Par ailleurs, une sale envie de caféine m'assiégea alors que je passais devant la machine, installée entre le photomaton et le distributeur à bonbeks. Je regardai à l'intérieur, par curiosité, il n'y avait rien de bien séduisant. Des produits que je ne connaissais pas, avec des noms imprononçables et des parfums improbables. Goût épinard pour un paquet de sucettes, sérieux les gars ? Et je parle même pas des prix ; les gens qui installent ces machines doivent sûrement pas se moucher du coude. J'avais retiré tout l'argent sur mon compte bancaire ; pas bien malin si on voulait me voler mais je préférais voyager comme ça. Toute ma réserve de cannabis était, d'ailleurs, aussi dans mon sac. Si on me fouillait, soit je passais pour un rasta en pèlerinage soit pour une petite frappe parti dealer (surtout vu mon accoutrement, elle est belle la France). Même pas de monnaie, cela va sans dire, alors le café, je pouvais me le foutre au derche. Ce que je fis avec une mine de dépit avant de m'arracher pour la voie C.

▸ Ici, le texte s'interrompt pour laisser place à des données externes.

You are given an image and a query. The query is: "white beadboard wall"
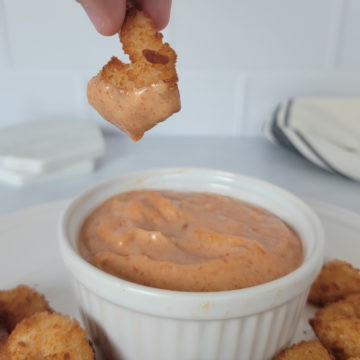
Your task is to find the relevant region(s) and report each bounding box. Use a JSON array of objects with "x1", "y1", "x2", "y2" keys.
[{"x1": 0, "y1": 0, "x2": 360, "y2": 136}]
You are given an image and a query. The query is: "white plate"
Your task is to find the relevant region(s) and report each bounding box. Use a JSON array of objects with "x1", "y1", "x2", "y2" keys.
[{"x1": 0, "y1": 201, "x2": 360, "y2": 352}]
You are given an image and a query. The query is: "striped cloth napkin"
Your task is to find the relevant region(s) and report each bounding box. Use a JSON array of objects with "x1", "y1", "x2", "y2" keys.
[{"x1": 263, "y1": 97, "x2": 360, "y2": 181}]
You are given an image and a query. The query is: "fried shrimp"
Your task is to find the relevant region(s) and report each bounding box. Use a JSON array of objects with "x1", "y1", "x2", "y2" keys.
[
  {"x1": 87, "y1": 4, "x2": 181, "y2": 141},
  {"x1": 0, "y1": 285, "x2": 51, "y2": 332},
  {"x1": 310, "y1": 294, "x2": 360, "y2": 360},
  {"x1": 273, "y1": 340, "x2": 335, "y2": 360},
  {"x1": 0, "y1": 312, "x2": 94, "y2": 360},
  {"x1": 308, "y1": 260, "x2": 360, "y2": 306}
]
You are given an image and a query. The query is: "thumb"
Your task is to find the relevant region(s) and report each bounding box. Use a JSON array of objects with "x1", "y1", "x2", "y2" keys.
[{"x1": 77, "y1": 0, "x2": 126, "y2": 35}]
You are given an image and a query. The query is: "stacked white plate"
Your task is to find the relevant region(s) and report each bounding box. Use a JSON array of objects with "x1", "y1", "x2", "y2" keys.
[{"x1": 0, "y1": 120, "x2": 105, "y2": 186}]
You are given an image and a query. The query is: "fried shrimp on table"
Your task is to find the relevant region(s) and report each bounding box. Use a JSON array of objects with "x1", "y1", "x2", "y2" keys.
[
  {"x1": 310, "y1": 294, "x2": 360, "y2": 360},
  {"x1": 273, "y1": 340, "x2": 335, "y2": 360},
  {"x1": 87, "y1": 3, "x2": 181, "y2": 141},
  {"x1": 0, "y1": 312, "x2": 94, "y2": 360},
  {"x1": 308, "y1": 259, "x2": 360, "y2": 306},
  {"x1": 0, "y1": 285, "x2": 51, "y2": 333}
]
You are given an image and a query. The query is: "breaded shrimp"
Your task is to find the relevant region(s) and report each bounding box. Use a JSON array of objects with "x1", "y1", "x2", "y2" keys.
[
  {"x1": 308, "y1": 260, "x2": 360, "y2": 306},
  {"x1": 87, "y1": 4, "x2": 181, "y2": 141},
  {"x1": 0, "y1": 285, "x2": 51, "y2": 332},
  {"x1": 310, "y1": 294, "x2": 360, "y2": 360},
  {"x1": 0, "y1": 311, "x2": 94, "y2": 360},
  {"x1": 273, "y1": 340, "x2": 335, "y2": 360}
]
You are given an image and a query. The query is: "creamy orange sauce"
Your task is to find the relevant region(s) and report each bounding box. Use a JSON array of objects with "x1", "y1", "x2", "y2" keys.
[{"x1": 79, "y1": 190, "x2": 303, "y2": 291}]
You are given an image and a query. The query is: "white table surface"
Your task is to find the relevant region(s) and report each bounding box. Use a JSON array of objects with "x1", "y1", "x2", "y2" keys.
[{"x1": 0, "y1": 133, "x2": 360, "y2": 214}]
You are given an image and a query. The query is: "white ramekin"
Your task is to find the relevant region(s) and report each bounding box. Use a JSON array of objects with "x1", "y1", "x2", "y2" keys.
[{"x1": 59, "y1": 168, "x2": 324, "y2": 360}]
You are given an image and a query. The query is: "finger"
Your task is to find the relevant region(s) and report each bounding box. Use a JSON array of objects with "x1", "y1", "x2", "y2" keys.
[
  {"x1": 77, "y1": 0, "x2": 126, "y2": 35},
  {"x1": 139, "y1": 0, "x2": 171, "y2": 30}
]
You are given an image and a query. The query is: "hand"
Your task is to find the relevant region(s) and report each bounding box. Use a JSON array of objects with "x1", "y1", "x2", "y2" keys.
[{"x1": 77, "y1": 0, "x2": 171, "y2": 35}]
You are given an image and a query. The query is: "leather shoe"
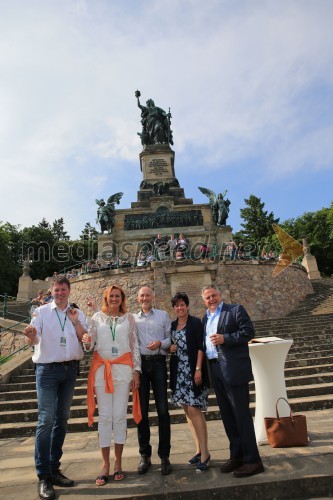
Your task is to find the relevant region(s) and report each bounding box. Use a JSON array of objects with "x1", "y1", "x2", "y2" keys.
[
  {"x1": 138, "y1": 455, "x2": 151, "y2": 474},
  {"x1": 220, "y1": 458, "x2": 244, "y2": 472},
  {"x1": 37, "y1": 479, "x2": 55, "y2": 500},
  {"x1": 234, "y1": 460, "x2": 265, "y2": 477},
  {"x1": 50, "y1": 469, "x2": 74, "y2": 488},
  {"x1": 161, "y1": 457, "x2": 172, "y2": 476}
]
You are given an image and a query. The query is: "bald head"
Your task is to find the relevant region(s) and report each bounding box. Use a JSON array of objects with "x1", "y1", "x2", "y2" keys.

Il faisait frais dehors, une petite brise s'était levée avec le chant des oiseaux, ce matin-là. L'herbe était d'un vert presque émeraude ; « smaragdin » comme disent les grands intellectuels qui savent où ils vont. Quelques roses se démarquaient parmi les buissons et les bosquets aussi étrangement qu'un blanc dans un groupe de rap West Coast ou qu'un politicien honnête dans, à peu près, n'importe quel paysage politique ; les deux comparaisons se valent. Il y avait même des loriots turquoises et des milans noirs venus se reposer sur les branches des arbres bordant la gare. Oui, j'ai lu un livre d'ornithologie sur ce sujet à la bibliothèque un jour où je me faisais chier la bite et en plus, il pleuvait. D'ailleurs, selon certaines cultures amérindiennes, les oiseaux sont les messagers pour le peuple de la Terre, ceux de sorcier-chaman prédisant les affres du futur ; c'est pour ça, faut faire intention à ces bestioles. Voilà.

J'ai donc longé la voie jusqu'au bord du quai, j'ai bien fait gaffe à ne pas me faire gueuler puis j'ai bondi sur les brindilles et je me suis mis à suivre les rails. Ça continuait jusqu'au croisement avec une route vers mon ancien quartier, il y avait quelques personnes qui traversaient mais personne n'a bloqué sur mon passage. Ensuite, le chemin du train partait droit devant quittant les boutiques ainsi que les résidences pour les champs et les pâturages. Je me disais que dans le pire des cas, je rentre dans une ferme en mode subreptice et je subtilise un œuf ou deux et, je suppose que je me débrouille pour le faire chauffer et le becter. J'avoue, comme un beau clampin que je suis, que je n'ai pas pensé, et ce à aucun moment, à prendre un équipement pour dormir. Déjà que je n'y connaissais rien en camping et compagnie, si j'avais prévu le coup, je suis certain que je me serais planté quelque part. Genre une couverture trop fine alors que je me caillerais ou une connerie dans le style.

Donc. Seul, avec mon sac à dos, mon eau, mon argent, mes sandwichs et un bâton que je venais de ramasser pour m'en servir comme d'une canne, j'étais sur la route.

Et quand j'y repense, en effet, emporter une boussole ou une carte n'aurait pas été une si mauvaise idée que ça. En tout cas, j'avais les rails pour me guider ; si je le suivais, j'allais immanquablement débarquer à Sarlat un jour ou l'autre. Le plus tôt me semblait être, bien évidemment, le mieux mais bon, c'est pas la même vitesse à pied qu'en train. Fallait assumer. Et j'assumais.